Others won't be enchanted by the US now, or profoundly change their stances just because of Biden's softer voice or greater charm. This is a matter of consideration over each country's national interests based on rational calculations. 

How can Japan, India and Australia acquire benefits from devoting themselves to boosting the Quad? There are two ways. First, China is a juicy low-hanging fruit, a pushover which has the potential to hand over huge profits when being bullied. Second, the US could make tempting offers to those countries that they find hard to refuse. Unfortunately, neither of the two scenarios is realistic. 

Japan has just signed the Regional Comprehensive Economic Partnership agreement with China. India is mulling over the idea to ease restrictions on investment from China, as the country is mired in a pandemic-induced economic recession. Australia is putting all its eggs into one US basket in terms of China policy. Yet the US can hardly replace China to digest all Australian exports to China. Does the US need that much Australian iron ore or does the US have that many steel mills? 

During the Quad's initial stage, it seemed a serious play was in motion. But it has already become a farce now. It runs counter to this era of multilateral global engagement. We are no longer living in the Cold War. Promoting a quasi-alliance like the Quad will only make people feel they are living in an anachronistic world. 
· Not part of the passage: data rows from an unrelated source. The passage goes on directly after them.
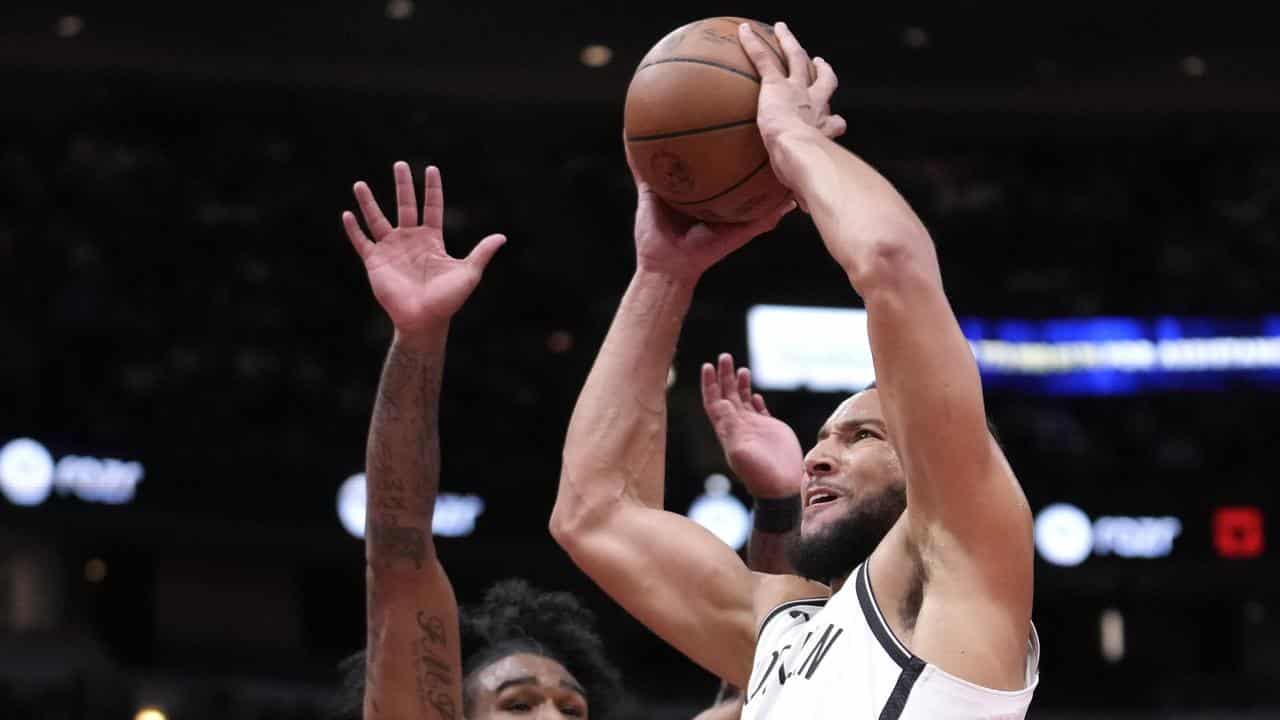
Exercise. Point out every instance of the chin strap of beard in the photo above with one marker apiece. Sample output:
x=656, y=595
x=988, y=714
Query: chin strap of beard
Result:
x=777, y=515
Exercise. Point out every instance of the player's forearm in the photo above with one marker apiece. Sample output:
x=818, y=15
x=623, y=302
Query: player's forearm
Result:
x=616, y=441
x=864, y=222
x=403, y=455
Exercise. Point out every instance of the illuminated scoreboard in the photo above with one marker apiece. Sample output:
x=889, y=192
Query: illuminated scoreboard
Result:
x=1047, y=356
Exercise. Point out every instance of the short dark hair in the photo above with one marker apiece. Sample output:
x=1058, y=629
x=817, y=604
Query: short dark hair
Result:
x=515, y=618
x=991, y=424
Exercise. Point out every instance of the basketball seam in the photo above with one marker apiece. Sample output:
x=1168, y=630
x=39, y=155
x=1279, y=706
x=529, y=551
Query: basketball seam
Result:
x=782, y=60
x=694, y=131
x=727, y=190
x=702, y=62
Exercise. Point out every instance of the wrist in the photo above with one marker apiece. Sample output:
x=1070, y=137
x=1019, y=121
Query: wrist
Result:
x=790, y=151
x=684, y=279
x=421, y=340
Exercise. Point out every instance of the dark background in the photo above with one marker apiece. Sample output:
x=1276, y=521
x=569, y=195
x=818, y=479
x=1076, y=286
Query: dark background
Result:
x=176, y=288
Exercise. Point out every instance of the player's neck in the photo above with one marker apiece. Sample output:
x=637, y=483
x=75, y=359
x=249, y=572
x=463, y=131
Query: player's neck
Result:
x=839, y=583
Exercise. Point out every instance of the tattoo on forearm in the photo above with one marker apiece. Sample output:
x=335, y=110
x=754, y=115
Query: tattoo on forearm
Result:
x=434, y=677
x=403, y=459
x=393, y=542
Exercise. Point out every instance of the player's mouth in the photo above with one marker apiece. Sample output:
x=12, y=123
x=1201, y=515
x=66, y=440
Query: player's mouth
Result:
x=818, y=499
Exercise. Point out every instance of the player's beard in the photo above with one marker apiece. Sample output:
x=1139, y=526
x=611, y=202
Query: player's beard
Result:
x=835, y=551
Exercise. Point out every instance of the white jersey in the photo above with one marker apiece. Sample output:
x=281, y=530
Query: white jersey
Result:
x=828, y=659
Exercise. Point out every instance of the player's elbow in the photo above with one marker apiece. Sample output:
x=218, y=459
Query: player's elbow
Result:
x=899, y=259
x=577, y=509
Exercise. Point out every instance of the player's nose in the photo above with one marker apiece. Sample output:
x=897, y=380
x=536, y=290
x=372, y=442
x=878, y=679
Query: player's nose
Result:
x=819, y=463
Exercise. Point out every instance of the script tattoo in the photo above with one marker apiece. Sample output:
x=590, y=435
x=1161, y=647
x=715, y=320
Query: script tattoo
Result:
x=434, y=677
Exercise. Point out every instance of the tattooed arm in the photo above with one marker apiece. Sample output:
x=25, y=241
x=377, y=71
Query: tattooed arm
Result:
x=414, y=666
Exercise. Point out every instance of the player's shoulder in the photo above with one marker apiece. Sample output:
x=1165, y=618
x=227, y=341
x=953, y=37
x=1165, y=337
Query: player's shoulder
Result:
x=775, y=592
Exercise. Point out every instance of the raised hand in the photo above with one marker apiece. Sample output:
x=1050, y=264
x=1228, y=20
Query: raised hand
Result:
x=414, y=278
x=792, y=99
x=681, y=246
x=762, y=451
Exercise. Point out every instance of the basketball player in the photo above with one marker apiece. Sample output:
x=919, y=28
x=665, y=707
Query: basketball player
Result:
x=528, y=652
x=912, y=520
x=521, y=651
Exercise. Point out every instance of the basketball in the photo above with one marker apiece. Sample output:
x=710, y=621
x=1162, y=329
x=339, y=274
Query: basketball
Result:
x=690, y=123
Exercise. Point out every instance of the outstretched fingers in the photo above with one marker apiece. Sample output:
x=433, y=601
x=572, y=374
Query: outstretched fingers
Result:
x=373, y=214
x=744, y=386
x=406, y=200
x=758, y=402
x=762, y=57
x=711, y=386
x=433, y=200
x=727, y=377
x=357, y=237
x=824, y=83
x=798, y=59
x=484, y=251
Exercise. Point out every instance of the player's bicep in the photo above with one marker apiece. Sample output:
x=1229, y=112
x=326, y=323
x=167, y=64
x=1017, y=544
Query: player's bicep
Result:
x=677, y=579
x=414, y=656
x=931, y=395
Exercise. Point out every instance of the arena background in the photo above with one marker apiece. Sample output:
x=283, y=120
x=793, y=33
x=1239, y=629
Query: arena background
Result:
x=176, y=291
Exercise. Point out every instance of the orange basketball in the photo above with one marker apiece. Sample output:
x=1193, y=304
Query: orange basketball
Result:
x=690, y=123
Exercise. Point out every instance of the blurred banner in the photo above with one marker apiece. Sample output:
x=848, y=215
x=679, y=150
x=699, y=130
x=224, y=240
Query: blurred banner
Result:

The new US government is eagerly promoting the Quad within the first month after assuming office; simply because the Biden administration is anxious to make good scores to safeguard its own defensive line amid US political infighting which has been re-stimulated by Trump. 

Look at how many people viewed Biden's Presidents Day speech on Monday. Compare that with how many more Trump's supporters gathered near his Mar-a-Lago home, cheering for Trump on the same day. The 2022 US Congress elections are approaching. The new administration is running out of time to do something. 

Trump was acquitted twice in his impeachment trials, leaving Biden no more chances to knock him or his influence down in the foreseeable future. Now the new administration has to turn to the easiest way to make itself look good. Repairing frayed ties with allies, retuning to multilateralism, and lifting US leadership are tactics. So is promoting the Quad. 

The main function of Thursday's meeting is to collect one more group photo for the US. The conference will be convened. But again, it can be certain there won't be substantive achievement. Diplomacy has two major parts: procedures and content. Since Biden is expected to adjust Trump's diplomatic tactics, the West's confidence toward Washington will rebound and seemingly get closer to the US in terms of procedures. 

But Western countries, as well as Quad members, are well aware (maybe more aware than China is) of the severe domestic problems in the US. Even if Biden is a truly capable leader, he will only be in the post for eight years at most. No one knows where the future situation of the US is headed. No rational strategist will unconditionally and completely take the US side at once. 

It is quite different between a Chinese leader attending a meeting and a US leader doing the same. The Chinese side will always bring up substantial progress and outcome. But for US politicians, a hollow joint statement, or even just a group photo could be remarkable enough. 

Eventually people will ask the question: Can the US, which cannot even put forward a joint statement for Quad meeting, form a larger camp like the Global Democracy Summit? Apparently, the Biden administration needs to make more practical changes to turn the tide.